Dal Corriere della sera ci rammentano ogni giorno che l'occidente è in guerra e deve comportarsi di conseguenza, dando così sfogo al peggio che anima un certo occidente in declino; l'altra faccia della barbarie che esprime Bin Laden. E' in corso una campagna di disinformazione e di incitamento all'odio che mette a repentaglio le radici dello stato di diritto e la parte nobile della cultura occidentale, una campagna che ferisce e crea inaspettati nemici, che vede sfilare intellettuali di prestigio, uomini di governo, partiti politici. In questa campagna non mancano alcuni punti di colore, dove si ricorre ai vecchi trucchi di fare sfilare gli ascari e le truppe cammellate, gente che rinnega la sua cultura, si vergogna del suo colore e della propria appartenenza, e si distingue per la virulenza di suoi attacchi. Questi mi ricordano alcuni ragazzi africani che ho visto un anno fa sfilare alla testa di una manifestazione razzista che chiedeva l'espulsioni degli exracomunitari non in regola con il permesso di soggiorno. In questa guerra tra barbarie, le civiltà, tutte le civiltà, si trovano scacciate: la stragrande maggioranza dei popoli, delle donne e degli uomini di occidente e di oriente che hanno rifiutato e rifiutano la guerra e il terrorismo, sono chiamati oggi in prima persona a trovare le forme organizzative per fare pesare la loro volontà su una politica ufficiale che dimostra ogni giorno la sua incapacità intrinseca a svolgere il suo compito naturale, a dare rappresentanza al desiderio genuino di pace che anima la gente, tutta la gente. E' una «banalità» che diventa sempre più difficile spiegare.

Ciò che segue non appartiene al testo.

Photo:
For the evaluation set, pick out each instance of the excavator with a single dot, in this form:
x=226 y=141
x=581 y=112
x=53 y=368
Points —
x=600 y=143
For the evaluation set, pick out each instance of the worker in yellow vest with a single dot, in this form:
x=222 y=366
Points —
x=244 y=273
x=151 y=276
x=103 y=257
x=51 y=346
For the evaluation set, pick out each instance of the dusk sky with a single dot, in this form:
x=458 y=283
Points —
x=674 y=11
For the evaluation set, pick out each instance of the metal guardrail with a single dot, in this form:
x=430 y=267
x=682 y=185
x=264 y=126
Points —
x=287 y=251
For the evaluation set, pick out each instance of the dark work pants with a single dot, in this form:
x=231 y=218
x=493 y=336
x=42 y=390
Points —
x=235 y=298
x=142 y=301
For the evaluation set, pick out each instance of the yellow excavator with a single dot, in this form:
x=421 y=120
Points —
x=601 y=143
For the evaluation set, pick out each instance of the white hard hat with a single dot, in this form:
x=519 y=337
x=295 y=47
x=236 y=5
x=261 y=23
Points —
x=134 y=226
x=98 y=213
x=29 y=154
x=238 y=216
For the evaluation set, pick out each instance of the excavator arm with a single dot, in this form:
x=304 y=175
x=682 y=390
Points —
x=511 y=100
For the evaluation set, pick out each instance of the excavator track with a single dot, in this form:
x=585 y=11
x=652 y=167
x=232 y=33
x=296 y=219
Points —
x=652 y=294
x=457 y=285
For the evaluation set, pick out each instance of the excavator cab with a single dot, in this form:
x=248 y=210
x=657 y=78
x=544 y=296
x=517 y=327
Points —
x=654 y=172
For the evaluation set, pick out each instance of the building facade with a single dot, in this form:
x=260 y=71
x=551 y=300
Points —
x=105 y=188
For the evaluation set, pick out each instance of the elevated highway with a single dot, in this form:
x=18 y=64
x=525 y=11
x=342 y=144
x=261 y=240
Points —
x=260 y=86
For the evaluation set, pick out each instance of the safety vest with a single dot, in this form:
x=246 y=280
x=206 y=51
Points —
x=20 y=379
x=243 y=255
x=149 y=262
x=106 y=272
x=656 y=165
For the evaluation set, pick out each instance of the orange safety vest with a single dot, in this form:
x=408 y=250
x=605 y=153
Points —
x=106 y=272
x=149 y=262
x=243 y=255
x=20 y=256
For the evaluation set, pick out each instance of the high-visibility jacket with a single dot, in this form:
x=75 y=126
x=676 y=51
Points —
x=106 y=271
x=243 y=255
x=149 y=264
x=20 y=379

Il governo statunitense dà segni quotidiani del fallimento della sua guerra. Ha intimato ai suoi alleati di fare in fretta a scrivere la nuova costituzione con la partecipazione di chi è stato bollato, a torto o ragione, di terrorismo fino oggi, e temo che questo dialogo si avarrà, un domani, della partecipare anche qualche rappresentate di Bin Laden. Se un giorno (come ci viene puntalmente promesso) l'esercito Usa lascerà Baghdad, vederemo insieme quanta democrazia e libertà hanno portato i liberatori e i detentori della civiltà occidentale.